Now let us test the predictions on the test set, first visually:

In [12]:
def get_prediction(cls):
    sample = get_sample(cls, 'test')
    array = get_array(sample)[np.newaxis, ...]
    p = model.predict(array).argmax()
    p = classes[p]
    return sample.relabel('Predicted: %s - Actual: %s' % (p, cls))

opts = dict(fontsize={'title': '8pt'}, xaxis=None, yaxis=None, width=250, height=250)
hv.Layout([get_prediction(cls).options(**opts) for cls in classes[:20]]).cols(3)
Out[12]:

And now numerically for 500 predictions:

In [13]:
ntesting = 500
choices = np.random.choice(classes, ntesting)
class_list = list(classes)

prediction = model.predict_generator(gen_samples(choices), steps=ntesting)
predictions = classes[prediction.argmax(axis=1)]

accuracy = (predictions==choices).sum()/ntesting

print(f'Accuracy on test set {accuracy}')
Accuracy on test set 0.18

Next we can see how well the classifier performs on the different categories. We'll run 20 predictions on each category:

In [14]:
def predict(cls, iterations=20):
    accurate, predictions = [], []
    for i in range(iterations):
        sample = get_sample(cls, 'test')
        array = get_array(sample)[np.newaxis, ...]
        p = model.predict(array).argmax()
        p = classes[p]
        predictions.append(p)
        accurate.append(p == cls)
    return np.sum(accurate)/float(iterations), predictions

accuracies = [(c, *predict(c)) for c in classes]

We can now visualize this data as a bar chart:

In [15]:
df = pd.DataFrame(accuracies, columns=['landuse', 'accuracy', 'predictions'])
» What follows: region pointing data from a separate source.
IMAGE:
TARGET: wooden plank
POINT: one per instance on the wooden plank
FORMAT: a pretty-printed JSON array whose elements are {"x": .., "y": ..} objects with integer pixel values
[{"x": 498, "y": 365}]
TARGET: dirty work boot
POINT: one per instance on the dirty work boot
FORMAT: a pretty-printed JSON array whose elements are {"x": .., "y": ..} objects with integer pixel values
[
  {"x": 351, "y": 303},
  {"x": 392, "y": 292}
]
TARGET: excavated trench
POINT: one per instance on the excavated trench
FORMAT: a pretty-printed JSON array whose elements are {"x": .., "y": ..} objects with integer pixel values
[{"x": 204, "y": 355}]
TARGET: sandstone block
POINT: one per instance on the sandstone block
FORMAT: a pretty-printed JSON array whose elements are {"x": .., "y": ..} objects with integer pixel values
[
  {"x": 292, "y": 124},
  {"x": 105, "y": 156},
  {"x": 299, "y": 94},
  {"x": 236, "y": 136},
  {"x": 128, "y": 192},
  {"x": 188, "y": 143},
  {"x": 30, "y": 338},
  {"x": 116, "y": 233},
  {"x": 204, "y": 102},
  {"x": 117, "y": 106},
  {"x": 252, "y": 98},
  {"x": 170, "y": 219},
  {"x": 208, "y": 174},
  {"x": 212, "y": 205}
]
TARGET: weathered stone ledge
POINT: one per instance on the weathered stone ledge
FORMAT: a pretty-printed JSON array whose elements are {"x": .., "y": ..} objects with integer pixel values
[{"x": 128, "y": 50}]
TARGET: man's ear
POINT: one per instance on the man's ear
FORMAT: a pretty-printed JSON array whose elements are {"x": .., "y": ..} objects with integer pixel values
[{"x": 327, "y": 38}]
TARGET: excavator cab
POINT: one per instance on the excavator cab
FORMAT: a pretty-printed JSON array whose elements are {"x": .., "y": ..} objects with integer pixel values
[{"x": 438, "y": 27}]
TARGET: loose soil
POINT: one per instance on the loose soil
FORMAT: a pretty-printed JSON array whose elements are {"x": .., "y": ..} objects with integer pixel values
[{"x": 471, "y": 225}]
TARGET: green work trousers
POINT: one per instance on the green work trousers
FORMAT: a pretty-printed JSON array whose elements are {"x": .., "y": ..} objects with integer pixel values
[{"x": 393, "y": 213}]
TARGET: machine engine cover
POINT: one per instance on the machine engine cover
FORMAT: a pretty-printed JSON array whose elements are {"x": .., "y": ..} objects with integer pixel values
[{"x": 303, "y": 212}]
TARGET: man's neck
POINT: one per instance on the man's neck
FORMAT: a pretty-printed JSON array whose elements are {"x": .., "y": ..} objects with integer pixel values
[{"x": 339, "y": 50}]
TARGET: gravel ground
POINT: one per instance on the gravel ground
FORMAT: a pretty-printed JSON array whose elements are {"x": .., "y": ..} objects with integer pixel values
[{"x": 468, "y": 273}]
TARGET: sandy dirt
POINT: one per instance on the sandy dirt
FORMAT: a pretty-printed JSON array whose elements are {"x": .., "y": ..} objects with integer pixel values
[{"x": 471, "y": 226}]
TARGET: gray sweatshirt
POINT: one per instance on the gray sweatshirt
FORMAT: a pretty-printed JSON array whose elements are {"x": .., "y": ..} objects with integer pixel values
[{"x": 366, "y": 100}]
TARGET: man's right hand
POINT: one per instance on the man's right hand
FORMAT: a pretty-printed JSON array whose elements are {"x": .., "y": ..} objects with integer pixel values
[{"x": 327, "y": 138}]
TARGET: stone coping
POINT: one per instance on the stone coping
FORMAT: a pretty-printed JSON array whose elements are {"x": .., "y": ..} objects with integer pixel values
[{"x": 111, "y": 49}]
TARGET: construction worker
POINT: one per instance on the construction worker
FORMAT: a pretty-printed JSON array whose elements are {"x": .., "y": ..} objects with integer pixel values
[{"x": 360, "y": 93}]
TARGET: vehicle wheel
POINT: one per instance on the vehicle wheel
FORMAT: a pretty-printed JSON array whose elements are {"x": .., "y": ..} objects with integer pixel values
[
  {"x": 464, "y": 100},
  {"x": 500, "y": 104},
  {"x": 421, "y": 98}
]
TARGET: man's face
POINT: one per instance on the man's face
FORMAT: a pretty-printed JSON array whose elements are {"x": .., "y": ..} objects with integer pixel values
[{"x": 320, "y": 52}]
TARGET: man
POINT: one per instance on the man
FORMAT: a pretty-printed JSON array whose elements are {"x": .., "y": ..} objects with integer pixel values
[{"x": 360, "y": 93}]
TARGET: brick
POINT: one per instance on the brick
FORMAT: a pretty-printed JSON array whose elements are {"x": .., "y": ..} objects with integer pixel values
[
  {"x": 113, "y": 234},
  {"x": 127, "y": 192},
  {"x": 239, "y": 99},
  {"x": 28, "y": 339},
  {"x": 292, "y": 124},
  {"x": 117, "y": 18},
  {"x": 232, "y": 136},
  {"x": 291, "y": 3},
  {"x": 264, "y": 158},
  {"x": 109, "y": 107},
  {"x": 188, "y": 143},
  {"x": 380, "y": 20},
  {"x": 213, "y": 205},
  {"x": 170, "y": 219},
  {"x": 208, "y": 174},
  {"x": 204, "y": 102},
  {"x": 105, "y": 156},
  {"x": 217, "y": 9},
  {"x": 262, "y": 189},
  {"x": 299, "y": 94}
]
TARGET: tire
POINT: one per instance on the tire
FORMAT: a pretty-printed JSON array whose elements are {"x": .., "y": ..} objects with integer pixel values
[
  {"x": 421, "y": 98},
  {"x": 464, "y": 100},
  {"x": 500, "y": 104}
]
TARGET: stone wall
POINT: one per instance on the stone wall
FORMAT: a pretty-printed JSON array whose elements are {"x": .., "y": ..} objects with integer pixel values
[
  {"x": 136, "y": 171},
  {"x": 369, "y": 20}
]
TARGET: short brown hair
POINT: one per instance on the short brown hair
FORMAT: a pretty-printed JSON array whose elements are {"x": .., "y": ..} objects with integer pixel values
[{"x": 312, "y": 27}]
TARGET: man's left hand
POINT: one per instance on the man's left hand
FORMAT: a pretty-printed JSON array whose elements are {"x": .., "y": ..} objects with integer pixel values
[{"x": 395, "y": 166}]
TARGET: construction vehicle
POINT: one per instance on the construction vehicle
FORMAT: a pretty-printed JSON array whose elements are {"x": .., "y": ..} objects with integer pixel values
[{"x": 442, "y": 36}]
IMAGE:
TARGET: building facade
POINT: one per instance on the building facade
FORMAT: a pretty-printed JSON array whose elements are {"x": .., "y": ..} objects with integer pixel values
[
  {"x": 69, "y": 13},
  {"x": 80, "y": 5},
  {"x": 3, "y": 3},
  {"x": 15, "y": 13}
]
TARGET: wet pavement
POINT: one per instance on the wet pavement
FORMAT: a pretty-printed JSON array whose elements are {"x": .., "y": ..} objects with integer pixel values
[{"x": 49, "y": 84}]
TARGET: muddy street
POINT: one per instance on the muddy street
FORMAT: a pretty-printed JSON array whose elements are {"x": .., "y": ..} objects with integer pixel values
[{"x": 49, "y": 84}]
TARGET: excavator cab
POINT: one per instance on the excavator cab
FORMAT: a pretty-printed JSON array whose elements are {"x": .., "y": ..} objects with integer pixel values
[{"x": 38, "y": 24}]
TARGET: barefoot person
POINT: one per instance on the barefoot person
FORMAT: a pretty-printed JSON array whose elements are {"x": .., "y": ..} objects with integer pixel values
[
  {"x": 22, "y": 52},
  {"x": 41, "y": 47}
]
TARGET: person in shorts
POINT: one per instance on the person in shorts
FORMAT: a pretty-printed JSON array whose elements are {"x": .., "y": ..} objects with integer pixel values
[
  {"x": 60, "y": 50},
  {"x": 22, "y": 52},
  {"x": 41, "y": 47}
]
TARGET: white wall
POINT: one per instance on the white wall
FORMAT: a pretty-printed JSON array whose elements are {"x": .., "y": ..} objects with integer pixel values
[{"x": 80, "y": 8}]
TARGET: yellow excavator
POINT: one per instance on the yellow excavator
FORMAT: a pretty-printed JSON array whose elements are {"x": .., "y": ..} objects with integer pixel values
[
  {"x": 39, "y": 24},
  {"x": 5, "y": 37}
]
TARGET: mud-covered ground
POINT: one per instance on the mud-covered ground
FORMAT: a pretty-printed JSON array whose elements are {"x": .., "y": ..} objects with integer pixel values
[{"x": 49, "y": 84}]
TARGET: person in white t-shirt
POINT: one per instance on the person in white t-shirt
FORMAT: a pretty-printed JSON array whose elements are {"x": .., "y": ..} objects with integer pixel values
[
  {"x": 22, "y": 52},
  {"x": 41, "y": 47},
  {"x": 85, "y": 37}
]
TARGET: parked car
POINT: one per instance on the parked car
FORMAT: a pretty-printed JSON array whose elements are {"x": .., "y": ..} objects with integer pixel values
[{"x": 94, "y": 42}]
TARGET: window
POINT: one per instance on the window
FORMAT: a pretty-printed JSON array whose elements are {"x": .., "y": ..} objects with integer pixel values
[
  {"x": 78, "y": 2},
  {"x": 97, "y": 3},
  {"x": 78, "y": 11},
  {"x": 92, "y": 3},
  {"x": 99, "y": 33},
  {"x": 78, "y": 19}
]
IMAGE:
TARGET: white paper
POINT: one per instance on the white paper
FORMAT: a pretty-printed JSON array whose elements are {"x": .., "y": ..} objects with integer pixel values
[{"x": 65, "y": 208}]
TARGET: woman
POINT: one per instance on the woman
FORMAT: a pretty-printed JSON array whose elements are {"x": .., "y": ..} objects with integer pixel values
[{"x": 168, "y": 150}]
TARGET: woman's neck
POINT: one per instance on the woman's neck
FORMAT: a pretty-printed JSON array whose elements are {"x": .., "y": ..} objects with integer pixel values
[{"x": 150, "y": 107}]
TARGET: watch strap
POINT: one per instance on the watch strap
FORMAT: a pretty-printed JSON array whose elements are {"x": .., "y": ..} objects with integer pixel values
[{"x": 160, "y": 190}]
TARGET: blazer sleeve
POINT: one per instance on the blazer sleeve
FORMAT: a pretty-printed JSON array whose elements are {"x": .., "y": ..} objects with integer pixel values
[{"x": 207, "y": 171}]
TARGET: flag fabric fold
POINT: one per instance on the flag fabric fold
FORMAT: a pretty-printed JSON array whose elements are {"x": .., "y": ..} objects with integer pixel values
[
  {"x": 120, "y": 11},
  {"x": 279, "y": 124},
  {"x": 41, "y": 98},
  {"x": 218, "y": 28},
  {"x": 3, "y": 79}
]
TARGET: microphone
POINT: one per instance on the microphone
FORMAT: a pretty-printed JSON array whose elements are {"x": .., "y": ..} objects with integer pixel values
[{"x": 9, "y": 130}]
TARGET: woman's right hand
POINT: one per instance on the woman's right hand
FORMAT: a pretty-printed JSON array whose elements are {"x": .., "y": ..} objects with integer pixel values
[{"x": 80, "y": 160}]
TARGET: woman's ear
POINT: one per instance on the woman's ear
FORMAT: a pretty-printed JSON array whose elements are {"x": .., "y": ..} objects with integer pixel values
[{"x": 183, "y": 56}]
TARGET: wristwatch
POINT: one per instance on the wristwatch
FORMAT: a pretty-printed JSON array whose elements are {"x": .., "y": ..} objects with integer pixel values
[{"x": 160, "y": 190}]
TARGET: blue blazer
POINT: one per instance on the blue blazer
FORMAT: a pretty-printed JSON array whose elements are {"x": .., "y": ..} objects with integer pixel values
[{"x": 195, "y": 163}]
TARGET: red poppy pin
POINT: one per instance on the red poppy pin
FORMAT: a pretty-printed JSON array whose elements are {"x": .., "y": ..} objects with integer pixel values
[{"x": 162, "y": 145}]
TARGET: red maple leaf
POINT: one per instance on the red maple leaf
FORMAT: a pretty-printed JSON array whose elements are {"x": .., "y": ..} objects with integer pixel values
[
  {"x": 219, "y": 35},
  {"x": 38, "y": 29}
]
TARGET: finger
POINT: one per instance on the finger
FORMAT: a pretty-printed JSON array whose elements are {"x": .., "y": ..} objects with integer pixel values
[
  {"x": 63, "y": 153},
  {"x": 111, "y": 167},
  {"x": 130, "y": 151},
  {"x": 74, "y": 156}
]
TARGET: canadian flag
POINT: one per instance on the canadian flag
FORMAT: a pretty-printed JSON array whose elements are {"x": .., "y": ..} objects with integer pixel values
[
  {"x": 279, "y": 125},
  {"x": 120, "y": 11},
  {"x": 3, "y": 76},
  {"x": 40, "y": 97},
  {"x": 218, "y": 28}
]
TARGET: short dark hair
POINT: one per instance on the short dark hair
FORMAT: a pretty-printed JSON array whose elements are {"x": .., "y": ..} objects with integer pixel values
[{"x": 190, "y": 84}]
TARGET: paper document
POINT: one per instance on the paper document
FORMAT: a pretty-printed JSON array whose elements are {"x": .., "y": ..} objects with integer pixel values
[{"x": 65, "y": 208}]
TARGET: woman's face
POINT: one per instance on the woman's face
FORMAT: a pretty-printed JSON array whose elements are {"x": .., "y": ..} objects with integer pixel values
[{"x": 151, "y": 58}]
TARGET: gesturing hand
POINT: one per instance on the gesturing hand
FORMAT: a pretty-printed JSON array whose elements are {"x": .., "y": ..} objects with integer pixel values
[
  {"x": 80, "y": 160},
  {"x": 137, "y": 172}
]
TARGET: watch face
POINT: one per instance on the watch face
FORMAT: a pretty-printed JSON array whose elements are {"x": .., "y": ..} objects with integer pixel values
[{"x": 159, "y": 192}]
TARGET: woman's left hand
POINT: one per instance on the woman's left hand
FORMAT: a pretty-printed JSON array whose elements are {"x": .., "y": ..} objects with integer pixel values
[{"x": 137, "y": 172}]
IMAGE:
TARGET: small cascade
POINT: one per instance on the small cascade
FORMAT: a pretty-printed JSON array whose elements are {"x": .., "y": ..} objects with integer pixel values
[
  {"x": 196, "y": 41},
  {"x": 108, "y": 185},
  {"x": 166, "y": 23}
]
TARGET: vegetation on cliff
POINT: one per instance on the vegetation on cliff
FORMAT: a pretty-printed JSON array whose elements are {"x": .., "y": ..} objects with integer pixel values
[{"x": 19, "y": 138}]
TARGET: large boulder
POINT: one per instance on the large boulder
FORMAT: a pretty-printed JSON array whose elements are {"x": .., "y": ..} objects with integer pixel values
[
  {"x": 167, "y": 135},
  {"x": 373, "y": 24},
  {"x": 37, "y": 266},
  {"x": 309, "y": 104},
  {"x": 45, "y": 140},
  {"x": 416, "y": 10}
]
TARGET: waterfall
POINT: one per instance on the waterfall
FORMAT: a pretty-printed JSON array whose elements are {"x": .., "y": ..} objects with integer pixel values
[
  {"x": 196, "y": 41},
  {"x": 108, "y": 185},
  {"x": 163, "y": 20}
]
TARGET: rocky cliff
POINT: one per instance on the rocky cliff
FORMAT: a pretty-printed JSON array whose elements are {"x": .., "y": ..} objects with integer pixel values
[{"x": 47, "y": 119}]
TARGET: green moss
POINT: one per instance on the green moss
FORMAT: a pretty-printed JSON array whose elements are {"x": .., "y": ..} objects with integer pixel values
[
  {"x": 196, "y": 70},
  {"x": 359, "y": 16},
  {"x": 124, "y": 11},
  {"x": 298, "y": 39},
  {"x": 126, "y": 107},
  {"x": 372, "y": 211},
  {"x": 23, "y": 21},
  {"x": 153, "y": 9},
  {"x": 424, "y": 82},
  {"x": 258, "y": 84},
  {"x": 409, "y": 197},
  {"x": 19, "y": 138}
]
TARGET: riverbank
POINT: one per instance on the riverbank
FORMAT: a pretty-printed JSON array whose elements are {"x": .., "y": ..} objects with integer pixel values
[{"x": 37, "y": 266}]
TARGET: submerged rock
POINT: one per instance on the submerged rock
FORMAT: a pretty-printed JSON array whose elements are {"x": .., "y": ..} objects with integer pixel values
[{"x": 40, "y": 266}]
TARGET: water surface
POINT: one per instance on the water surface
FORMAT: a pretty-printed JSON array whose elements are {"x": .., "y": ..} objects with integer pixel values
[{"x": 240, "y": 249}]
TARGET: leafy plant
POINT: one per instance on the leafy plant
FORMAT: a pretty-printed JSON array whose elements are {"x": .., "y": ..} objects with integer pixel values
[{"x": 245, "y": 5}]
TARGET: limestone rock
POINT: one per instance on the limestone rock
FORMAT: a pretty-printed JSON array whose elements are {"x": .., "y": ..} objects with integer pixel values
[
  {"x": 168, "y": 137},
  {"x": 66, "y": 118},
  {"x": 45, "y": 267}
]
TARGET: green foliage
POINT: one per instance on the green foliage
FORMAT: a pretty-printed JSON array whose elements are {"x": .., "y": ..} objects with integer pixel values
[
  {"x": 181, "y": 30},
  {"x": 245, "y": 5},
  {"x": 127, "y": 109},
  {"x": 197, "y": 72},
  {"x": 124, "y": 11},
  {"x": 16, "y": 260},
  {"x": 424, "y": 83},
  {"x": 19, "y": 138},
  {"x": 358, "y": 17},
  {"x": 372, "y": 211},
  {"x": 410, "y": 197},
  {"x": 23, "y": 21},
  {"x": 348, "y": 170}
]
hv.Bars(df, 'landuse', 'accuracy').options(width=700, xrotation=45, color_index='landuse', 
                                           cmap='Category20', show_legend=False)
Out[15]:

Another interesting way of viewing this data is to look at which categories the classifier got confused on. We will count how many times the classifier classified one category as another category and visualize the result as a Chord graph where each edge is colored by the predicted category. By clicking on a node we can reveal which other categories incorrectly identified an image as being of that category:

In [16]:
pdf = pd.DataFrame([(p, l) for (_, l, _, ps) in df.itertuples() for p in ps], columns=['Prediction', 'Actual'])
graph = pdf.groupby(['Prediction', 'Actual']).size().to_frame().reset_index()

hv.Chord(graph.rename(columns={0: 'Count'})).relabel('Misclassification Graph').options(
    node_color='index', cmap='Category20', edge_color_index='Actual', label_index='index',
    width=600, height=600)
Out[16]:

Clicking on buildings, for instance, reveals a lot of confusion about overpasses, mediumresidential, and intersections, all of which do share visual features in common. Conversely, number of buildings were misidentified as parklots, which is also reasonable. As we saw in the bar chart above, forests on the other hand, have lots of edges leading back to itself, demonstrating the high accuracy observed for that category of images.